Tolkien was een groot verteller met een grenzeloze verbeelding en toewijding, die verschillende talen onwikkelde, een heuse topografie construeerde en een historisch basiswerk schreef om zijn ‘Midden-Aarde’ geloofwaardig te maken. Hij beschrijft het Europa van negenduizend jaar geleden, wanneer de magie van de oudste tijden vervaagt, volkeren van weleer verdwijnen en de mens zich aandient als de toekomstige wereldheerser.

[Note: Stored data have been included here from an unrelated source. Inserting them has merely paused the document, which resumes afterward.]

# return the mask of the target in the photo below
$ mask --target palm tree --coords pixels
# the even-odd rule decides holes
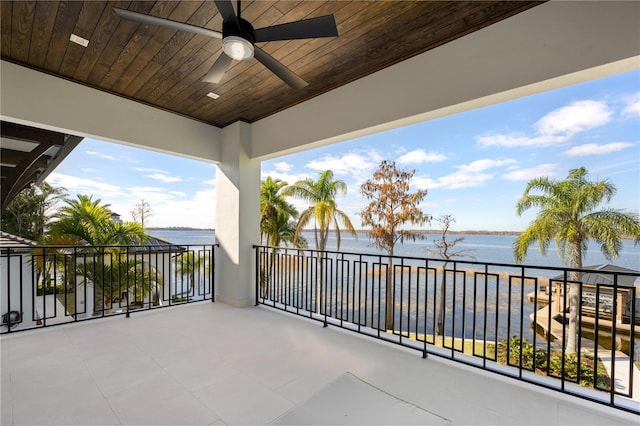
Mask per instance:
[[[268,296],[267,283],[273,271],[276,252],[281,244],[294,247],[306,247],[307,241],[296,235],[296,222],[298,210],[289,203],[283,195],[287,183],[280,179],[267,177],[260,186],[260,240],[275,247],[268,253],[269,266],[262,267],[260,271],[260,288],[263,297]]]
[[[316,250],[324,251],[327,247],[327,240],[331,225],[335,226],[335,234],[337,240],[336,250],[340,250],[340,223],[351,234],[356,235],[356,230],[351,224],[351,220],[346,213],[338,210],[336,203],[336,195],[338,193],[346,194],[347,184],[343,180],[334,179],[331,170],[325,170],[320,173],[317,181],[307,178],[296,182],[295,184],[284,189],[285,195],[292,195],[311,205],[300,215],[298,226],[296,227],[296,240],[301,238],[302,230],[313,221],[314,239]],[[316,311],[320,314],[324,313],[324,267],[321,256],[317,256],[318,275],[316,288]]]
[[[300,215],[296,235],[299,238],[302,230],[313,221],[316,250],[326,249],[331,225],[335,226],[336,250],[340,250],[340,223],[348,232],[357,235],[349,216],[338,210],[336,203],[336,195],[347,193],[347,184],[343,180],[334,179],[331,170],[320,173],[317,181],[307,178],[285,188],[283,192],[311,204]]]
[[[298,210],[285,199],[286,187],[286,182],[271,177],[260,185],[260,240],[273,247],[295,240],[295,225],[292,238],[289,221],[298,218]]]
[[[527,249],[534,242],[546,255],[551,240],[556,241],[562,261],[573,269],[582,268],[587,243],[594,240],[607,260],[618,257],[622,238],[631,236],[640,242],[640,220],[637,214],[622,210],[596,210],[602,202],[609,202],[616,187],[607,180],[587,180],[587,169],[569,170],[565,180],[555,181],[546,177],[531,180],[516,205],[518,215],[531,207],[539,207],[536,219],[520,234],[513,246],[517,262],[524,260]],[[532,193],[539,191],[540,193]],[[569,273],[569,337],[568,353],[576,351],[578,307],[580,305],[581,274]]]
[[[211,271],[211,262],[207,254],[198,254],[194,251],[180,253],[176,256],[178,272],[189,278],[187,281],[187,294],[191,293],[196,282],[196,272],[208,276]],[[183,292],[184,293],[184,292]],[[194,294],[195,295],[195,294]]]
[[[56,215],[58,220],[49,227],[45,240],[48,244],[64,240],[76,245],[132,245],[147,239],[140,224],[113,222],[109,205],[101,205],[100,199],[79,194],[77,200],[64,202],[66,205]]]
[[[22,190],[3,206],[0,227],[3,231],[38,241],[49,222],[49,210],[66,196],[66,189],[46,182]]]
[[[162,276],[151,268],[145,268],[141,261],[127,259],[126,256],[94,256],[92,261],[79,263],[75,275],[94,287],[95,310],[109,309],[115,298],[120,299],[126,292],[127,299],[132,294],[133,302],[142,302],[148,294],[158,292]],[[74,279],[76,279],[74,277]],[[106,302],[106,304],[105,304]]]
[[[78,258],[68,255],[80,251],[83,253],[97,253],[98,257],[94,255],[94,264],[109,263],[107,259],[109,257],[108,253],[118,254],[122,251],[119,246],[140,244],[147,239],[140,224],[135,222],[113,222],[109,205],[102,205],[100,199],[93,200],[91,196],[78,195],[77,199],[66,199],[64,203],[65,205],[55,215],[57,220],[50,224],[49,231],[42,239],[42,242],[46,245],[81,246],[81,248],[75,248],[73,251],[63,247],[46,249],[46,253],[48,253],[47,259],[41,256],[43,265],[39,269],[44,274],[45,280],[48,276],[45,266],[46,263],[50,263],[50,259],[55,259],[57,262],[66,262],[67,270],[74,270],[74,264],[78,261]],[[105,245],[112,247],[105,249],[102,247]],[[54,268],[61,266],[63,265],[53,265]],[[104,270],[102,267],[99,269]],[[88,270],[85,268],[84,271]],[[75,274],[82,273],[83,271],[81,270],[75,271]],[[94,280],[92,279],[92,281]],[[96,281],[94,283],[96,285],[99,284]],[[76,278],[73,274],[67,275],[66,284],[73,287],[76,286]],[[98,297],[96,302],[100,302]]]

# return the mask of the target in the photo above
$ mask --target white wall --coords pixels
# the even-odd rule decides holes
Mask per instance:
[[[639,22],[637,1],[536,6],[254,123],[250,155],[272,158],[639,68]]]
[[[0,62],[0,117],[19,124],[205,161],[220,159],[220,129]]]

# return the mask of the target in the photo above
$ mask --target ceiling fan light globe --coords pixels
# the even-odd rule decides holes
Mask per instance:
[[[253,58],[253,44],[238,36],[227,36],[222,40],[222,50],[231,59],[244,61]]]

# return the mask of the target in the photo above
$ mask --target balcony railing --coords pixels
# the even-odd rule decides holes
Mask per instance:
[[[254,248],[256,304],[640,412],[638,273]]]
[[[0,249],[0,333],[215,301],[217,245]]]

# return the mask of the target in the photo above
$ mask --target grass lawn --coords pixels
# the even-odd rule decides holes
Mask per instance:
[[[73,315],[76,313],[76,294],[75,293],[67,293],[66,294],[66,303],[65,303],[65,294],[56,294],[56,298],[58,302],[62,306],[65,307],[69,315]]]
[[[418,338],[416,338],[415,333],[410,333],[409,339],[422,342],[424,341],[424,334],[418,334]],[[495,345],[493,343],[485,343],[479,340],[474,342],[471,339],[465,339],[463,342],[460,338],[454,339],[450,336],[433,336],[432,334],[428,334],[427,345],[444,349],[451,349],[453,346],[453,349],[456,351],[469,356],[484,356],[485,349],[488,357],[493,357],[495,354]]]

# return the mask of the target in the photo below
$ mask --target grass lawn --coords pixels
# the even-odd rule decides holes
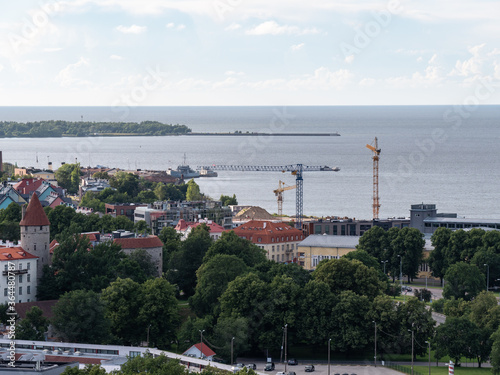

Er bestaan opvallende paralellen tussen Tolkiens dualistische kijk op de mensheid in het boek en zijn eigen ervaringen. De schrijver maakte de slag bij de Somme in de Eerste Wereldoorlog mee waarin honderdduizenden mannen werden afgeslacht, waar hijzelf shellshock opliep en er zijn twee beste vrienden verloor. Het leeuwendeel van The Lord of the Rings werd bovendien geschreven tussen 1939 en 1945, de volgende duistere periode van de twintigste eeuw. Belangrijke thema’s in het drieluik zijn dan ook de waanzin van oorlog, een weemoedig verlangen naar gelukkiger tijden en het treuren om gestorven naasten. Tolkiens liefde voor zijn helden is oprecht maar niet blind: eenieder is kwetsbaar voor de sinistere vormen en verlokkingen van Het Kwaad.

Vulkaan
Tolkiens trilogie kreeg al eerder een adaptatie via de tekenfilmversie uit 1978 van Ralph Bakshi. Die aardige poging om de unieke fantasiewereld te visualiseren is niet te vergelijken met wat de Nieuw-Zeelandse filmmaker Peter Jackson heeft klaargespeeld. De olijke regisseur, bekend van de Monthy Python-achtige horrorfilms Bad Taste (1989) en Brain Dead (1992), en het sterke drama Heavenly Creatures (1994), heeft een Sisyfus-arbeid geleverd: in een loodzware draaiperiode van bijna driehonderd dagen verfilmde hij het complete werk. De bedoeling is de drie delen met pauzes van een jaar uit te brengen.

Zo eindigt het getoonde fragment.